Mit bemerkenswerter Dramaturgie war der zweite Verhandlungstag im Prozess um Schüsse inWestoverledingen versehen. Dem 38-jährigen Angeklagten wird zur Last gelegt, am 16. Oktober vergangenen Jahres drei Schüsse auf seine nach muslimischem Recht angetrauten Frau abgegeben und sie dabei verletzt zu haben. Die 25-Jährige nahm im Zeugenstand ihre Beschuldigung allerdings zurück. Ihr Mann sei unschuldig, wiederholte die zweifache Mutter mehrfach. „Ich bin schuld. Ich will, dass er wieder frei ist“, rief sie und brach immer wieder in lautes Weinen aus.
Die Geschichte um die Tat, die bislang als gefährliche Körperverletzung gewertet wird, klang etwas bizarr. Sie sei in einen anderen Mann verliebt gewesen. Den habe sie auf einem Markt kennengelernt, als sie bei ihm ein Kleid kaufen wollte, Er habe ihr das Kleid geschenkt und ihr seine Telefonnummer gegeben. Am nächsten Tag habe sie Kontakt zu ihm aufgenommen. „Ich wollte ein bisschen Spaß haben“, so ihre Aussage. Das Verhältnis habe ein bis drei Monate gedauert, so genau konnte sie es nicht sagen. Jedenfalls sei der Mann, ein Afrikaner, in dieser Zeit sieben oder acht Mal bei ihr gewesen. Niemand habe etwas mitbekommen.
Das allein ist bemerkenswert, denn die Zeugin lebte mit dem Angeklagten und vielen weiteren Familienangehörigen bei ihren Schwiegereltern in Westoverledingen. Auch am 16. Oktober sei dieser Mann, von dem sie weder Nachnamen noch Wohnort oder Alter kannte, gegen sieben Uhr zu ihr gekommen. Er habe ihr gesagt, sie solle ihre beiden Kinder nehmen und mit ihm zusammen weggehen. Doch das habe sie nicht gewollt. Um ihn zu erschrecken, habe sie ihre Pistole aus der Handtasche geholt.
„Der hat mir die Pistole weggenommen und drei Mal auf mich geschossen. Dann ist er weggerannt“, fuhr die Frau fort. Die Waffe, die sie als „Gaspistole“ bezeichnete, habe sie im Kosovo aus Spaß für 450 Euro mit 20 Patronen und einem Magazin gekauft. Aus der Waffe kämen kleine Kugeln heraus, die beim Schießen kaputt gingen. Ihren Mann habe sie zu Unrecht belastet, um vor der Familie ihr Fremdgehen zu vertuschen. „Sie hatte Angst, von der Familie ausgestoßen zu werden“, ergänzte der Verteidiger.
Gemeinsam mit ihrer Schwiegermutter wollte sie nach dem Schusswaffen-Angriff zur Polizei gehen.

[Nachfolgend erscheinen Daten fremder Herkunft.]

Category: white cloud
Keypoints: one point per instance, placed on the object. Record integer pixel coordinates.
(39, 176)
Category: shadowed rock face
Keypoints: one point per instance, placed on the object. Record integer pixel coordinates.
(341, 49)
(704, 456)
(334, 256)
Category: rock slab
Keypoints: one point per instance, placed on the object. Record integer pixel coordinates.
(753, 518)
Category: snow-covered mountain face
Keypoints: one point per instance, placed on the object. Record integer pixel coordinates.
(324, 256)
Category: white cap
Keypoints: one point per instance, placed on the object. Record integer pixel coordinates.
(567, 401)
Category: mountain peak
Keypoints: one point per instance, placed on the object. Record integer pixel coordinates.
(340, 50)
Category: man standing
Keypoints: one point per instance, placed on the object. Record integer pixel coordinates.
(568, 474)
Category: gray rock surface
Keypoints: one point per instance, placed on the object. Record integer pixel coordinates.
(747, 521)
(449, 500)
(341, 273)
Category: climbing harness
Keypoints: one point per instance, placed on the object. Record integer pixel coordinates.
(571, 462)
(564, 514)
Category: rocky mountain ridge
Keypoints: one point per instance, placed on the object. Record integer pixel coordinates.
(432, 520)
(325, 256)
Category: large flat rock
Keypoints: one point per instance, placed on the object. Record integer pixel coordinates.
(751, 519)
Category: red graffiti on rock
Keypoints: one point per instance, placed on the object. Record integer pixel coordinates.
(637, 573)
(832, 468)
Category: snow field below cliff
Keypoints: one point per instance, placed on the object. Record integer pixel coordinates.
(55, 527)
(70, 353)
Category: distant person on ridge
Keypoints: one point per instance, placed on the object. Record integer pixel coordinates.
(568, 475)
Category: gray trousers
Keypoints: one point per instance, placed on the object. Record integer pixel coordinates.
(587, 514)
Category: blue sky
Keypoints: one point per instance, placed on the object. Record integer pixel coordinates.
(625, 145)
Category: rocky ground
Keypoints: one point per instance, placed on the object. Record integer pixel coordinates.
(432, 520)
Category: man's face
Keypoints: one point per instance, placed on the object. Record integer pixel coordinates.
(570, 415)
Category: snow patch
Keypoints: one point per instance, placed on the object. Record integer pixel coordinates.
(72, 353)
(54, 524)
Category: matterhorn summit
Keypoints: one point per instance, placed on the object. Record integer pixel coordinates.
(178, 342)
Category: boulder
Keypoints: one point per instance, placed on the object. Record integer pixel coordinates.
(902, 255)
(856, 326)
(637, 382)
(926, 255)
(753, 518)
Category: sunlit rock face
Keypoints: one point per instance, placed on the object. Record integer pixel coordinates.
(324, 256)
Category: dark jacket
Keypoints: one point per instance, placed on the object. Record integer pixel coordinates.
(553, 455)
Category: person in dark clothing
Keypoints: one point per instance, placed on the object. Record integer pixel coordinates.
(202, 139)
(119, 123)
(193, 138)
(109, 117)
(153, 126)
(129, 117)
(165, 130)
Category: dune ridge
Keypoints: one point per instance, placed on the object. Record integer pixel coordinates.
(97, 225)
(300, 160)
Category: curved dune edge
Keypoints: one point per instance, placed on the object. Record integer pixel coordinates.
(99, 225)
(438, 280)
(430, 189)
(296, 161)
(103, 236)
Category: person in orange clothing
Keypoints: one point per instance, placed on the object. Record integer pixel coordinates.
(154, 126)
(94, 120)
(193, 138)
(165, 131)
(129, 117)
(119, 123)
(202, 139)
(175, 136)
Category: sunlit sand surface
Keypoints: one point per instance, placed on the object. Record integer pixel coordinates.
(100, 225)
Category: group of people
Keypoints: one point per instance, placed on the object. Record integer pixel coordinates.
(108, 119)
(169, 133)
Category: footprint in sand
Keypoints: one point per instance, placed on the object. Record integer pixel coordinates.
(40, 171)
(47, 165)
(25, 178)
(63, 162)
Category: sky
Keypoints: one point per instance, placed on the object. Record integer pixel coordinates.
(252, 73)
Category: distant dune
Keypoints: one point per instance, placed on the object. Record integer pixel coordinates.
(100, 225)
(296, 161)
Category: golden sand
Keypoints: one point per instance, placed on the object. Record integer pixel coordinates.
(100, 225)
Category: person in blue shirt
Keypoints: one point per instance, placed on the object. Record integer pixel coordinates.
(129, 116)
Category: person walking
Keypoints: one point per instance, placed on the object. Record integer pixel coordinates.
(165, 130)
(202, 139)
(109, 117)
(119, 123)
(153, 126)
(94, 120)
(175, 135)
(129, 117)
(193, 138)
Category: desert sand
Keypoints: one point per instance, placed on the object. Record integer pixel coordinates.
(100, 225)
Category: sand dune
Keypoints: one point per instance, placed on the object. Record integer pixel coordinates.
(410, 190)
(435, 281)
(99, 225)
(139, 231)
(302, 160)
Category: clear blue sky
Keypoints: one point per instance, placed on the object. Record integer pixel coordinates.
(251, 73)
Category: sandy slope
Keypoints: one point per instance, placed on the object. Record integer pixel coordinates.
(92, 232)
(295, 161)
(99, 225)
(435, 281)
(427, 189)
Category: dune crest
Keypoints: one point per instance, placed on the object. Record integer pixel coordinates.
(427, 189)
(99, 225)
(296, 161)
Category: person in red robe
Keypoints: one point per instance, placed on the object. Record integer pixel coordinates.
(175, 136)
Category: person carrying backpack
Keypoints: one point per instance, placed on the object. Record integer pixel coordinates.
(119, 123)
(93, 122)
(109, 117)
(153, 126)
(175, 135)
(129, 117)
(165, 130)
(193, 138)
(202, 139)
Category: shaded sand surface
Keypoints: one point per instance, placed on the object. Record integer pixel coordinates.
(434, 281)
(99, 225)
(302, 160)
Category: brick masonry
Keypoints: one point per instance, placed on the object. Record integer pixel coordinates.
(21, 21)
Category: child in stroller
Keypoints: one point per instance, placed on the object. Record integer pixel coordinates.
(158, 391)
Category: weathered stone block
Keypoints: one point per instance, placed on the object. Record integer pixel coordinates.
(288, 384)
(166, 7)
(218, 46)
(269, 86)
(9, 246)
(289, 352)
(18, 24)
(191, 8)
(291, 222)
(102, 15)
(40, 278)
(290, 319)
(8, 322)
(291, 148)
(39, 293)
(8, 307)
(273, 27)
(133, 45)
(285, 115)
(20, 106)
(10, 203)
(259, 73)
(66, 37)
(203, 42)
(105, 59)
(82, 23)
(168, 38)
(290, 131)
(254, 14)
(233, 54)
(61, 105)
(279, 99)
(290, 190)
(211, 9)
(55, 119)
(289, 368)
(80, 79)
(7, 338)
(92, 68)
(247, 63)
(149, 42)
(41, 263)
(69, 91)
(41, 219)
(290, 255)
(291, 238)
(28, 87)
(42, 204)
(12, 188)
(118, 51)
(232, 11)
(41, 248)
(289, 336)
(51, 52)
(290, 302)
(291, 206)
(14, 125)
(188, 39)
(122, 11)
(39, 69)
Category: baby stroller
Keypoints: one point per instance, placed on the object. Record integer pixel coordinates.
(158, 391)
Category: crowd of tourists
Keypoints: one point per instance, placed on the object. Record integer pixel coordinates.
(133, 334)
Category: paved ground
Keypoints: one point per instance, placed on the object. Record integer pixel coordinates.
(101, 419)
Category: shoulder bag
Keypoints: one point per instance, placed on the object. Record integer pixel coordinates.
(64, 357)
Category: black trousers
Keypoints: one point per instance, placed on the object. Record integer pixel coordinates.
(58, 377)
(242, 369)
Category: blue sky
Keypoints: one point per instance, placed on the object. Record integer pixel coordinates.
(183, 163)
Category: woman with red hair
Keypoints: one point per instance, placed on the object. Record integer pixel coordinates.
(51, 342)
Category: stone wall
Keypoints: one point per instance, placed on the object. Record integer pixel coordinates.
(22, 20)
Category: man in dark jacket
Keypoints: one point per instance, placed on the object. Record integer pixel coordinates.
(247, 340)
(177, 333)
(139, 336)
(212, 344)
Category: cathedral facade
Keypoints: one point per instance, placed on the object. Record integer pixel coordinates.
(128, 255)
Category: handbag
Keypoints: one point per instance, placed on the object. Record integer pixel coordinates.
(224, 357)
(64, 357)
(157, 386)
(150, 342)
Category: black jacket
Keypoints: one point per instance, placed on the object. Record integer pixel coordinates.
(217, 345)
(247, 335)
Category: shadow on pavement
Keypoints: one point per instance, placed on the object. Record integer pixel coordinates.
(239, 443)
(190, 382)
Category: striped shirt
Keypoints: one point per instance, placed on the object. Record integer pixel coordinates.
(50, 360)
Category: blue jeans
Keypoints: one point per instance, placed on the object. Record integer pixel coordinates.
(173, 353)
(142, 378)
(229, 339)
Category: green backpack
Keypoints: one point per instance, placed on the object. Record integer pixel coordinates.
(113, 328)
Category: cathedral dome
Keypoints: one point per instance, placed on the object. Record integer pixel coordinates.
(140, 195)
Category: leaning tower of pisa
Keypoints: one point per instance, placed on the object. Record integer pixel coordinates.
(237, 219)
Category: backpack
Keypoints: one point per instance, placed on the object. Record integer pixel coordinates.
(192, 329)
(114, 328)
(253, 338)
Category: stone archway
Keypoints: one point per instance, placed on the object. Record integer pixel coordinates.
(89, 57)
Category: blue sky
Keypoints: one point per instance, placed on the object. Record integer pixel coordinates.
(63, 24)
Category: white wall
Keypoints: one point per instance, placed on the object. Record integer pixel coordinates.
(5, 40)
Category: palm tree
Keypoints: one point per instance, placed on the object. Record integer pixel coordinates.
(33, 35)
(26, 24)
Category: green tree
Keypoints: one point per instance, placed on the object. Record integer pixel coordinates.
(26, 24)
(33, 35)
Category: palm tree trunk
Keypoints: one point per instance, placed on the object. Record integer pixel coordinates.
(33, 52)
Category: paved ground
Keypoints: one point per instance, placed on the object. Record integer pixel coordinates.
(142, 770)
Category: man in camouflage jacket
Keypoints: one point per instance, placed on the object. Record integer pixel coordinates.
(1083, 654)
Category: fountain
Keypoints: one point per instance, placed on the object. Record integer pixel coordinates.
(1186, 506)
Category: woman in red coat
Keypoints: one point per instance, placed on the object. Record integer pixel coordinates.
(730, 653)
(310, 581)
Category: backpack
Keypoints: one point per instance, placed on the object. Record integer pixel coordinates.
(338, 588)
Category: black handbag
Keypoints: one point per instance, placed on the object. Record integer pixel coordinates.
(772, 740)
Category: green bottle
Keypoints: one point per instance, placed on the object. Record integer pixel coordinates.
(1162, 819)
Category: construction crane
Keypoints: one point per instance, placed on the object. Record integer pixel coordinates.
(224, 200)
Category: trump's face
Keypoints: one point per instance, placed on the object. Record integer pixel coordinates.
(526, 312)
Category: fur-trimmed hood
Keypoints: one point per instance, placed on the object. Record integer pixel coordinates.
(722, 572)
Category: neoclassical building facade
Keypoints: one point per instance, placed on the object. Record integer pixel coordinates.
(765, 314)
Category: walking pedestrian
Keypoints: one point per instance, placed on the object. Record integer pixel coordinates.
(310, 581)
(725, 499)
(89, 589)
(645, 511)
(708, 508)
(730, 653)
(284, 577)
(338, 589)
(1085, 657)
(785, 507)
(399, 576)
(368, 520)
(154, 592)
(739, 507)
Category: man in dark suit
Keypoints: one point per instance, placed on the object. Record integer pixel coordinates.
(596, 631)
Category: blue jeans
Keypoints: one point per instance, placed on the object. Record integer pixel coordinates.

Doch die Polizeistation war am Sonntag geschlossen. Ein Passant rief Rettungskräfte und Polizei an. Im Rettungswagen hatte die Zeugin gegenüber einer Polizistin mehrfach gesagt, dass ihr Mann auf sie geschossen habe. Der habe sie geweckt und aufgefordert, ihm eine Zigarette zu stopfen. Dann habe er den Glimmstängel aber nicht genommen. Es sei zum Streit gekommen. Ihr Mann sei ins Bad und dann zum Auto gegangen und mit der Waffe zurückgekehrt, die immer unter dem Fahrersitz gelegen habe. Drei Mal habe er geschossen und sei dann weggefahren.
Eine vergleichbare Einlassung soll die 25-Jährige auch bei einer richterlichen Vernehmung abgegeben haben. Im Prozess wollte sie mit diesen Angaben nicht mehr konfrontiert werden. Sie machte vom Aussageverweigerungsrecht Gebrauch. Es konnten nicht beide Versionen der Wahrheit entsprechen. Also belehrte Richterin Karsta Rickels-Havemann die Zeugin, dass sie sich nicht selbst einer Straftat, in dem Fall einer Falschaussage, bezichtigen müsse.
Nach den vielen Tränen gab es für die Angehörigen des Angeklagten am Ende Grund zum Jubeln. Das Gericht setzt den Haftbefehl gegen den 38-jährigen Angeklagten außer Vollzug, wenn 15000 Euro Kaution hinterlegt werden. Außerdem muss er seinen Reisepass abgeben, jeden Wohnsitzwechsel mitteilen und sich drei Mal wöchentlich bei der Polizei melden.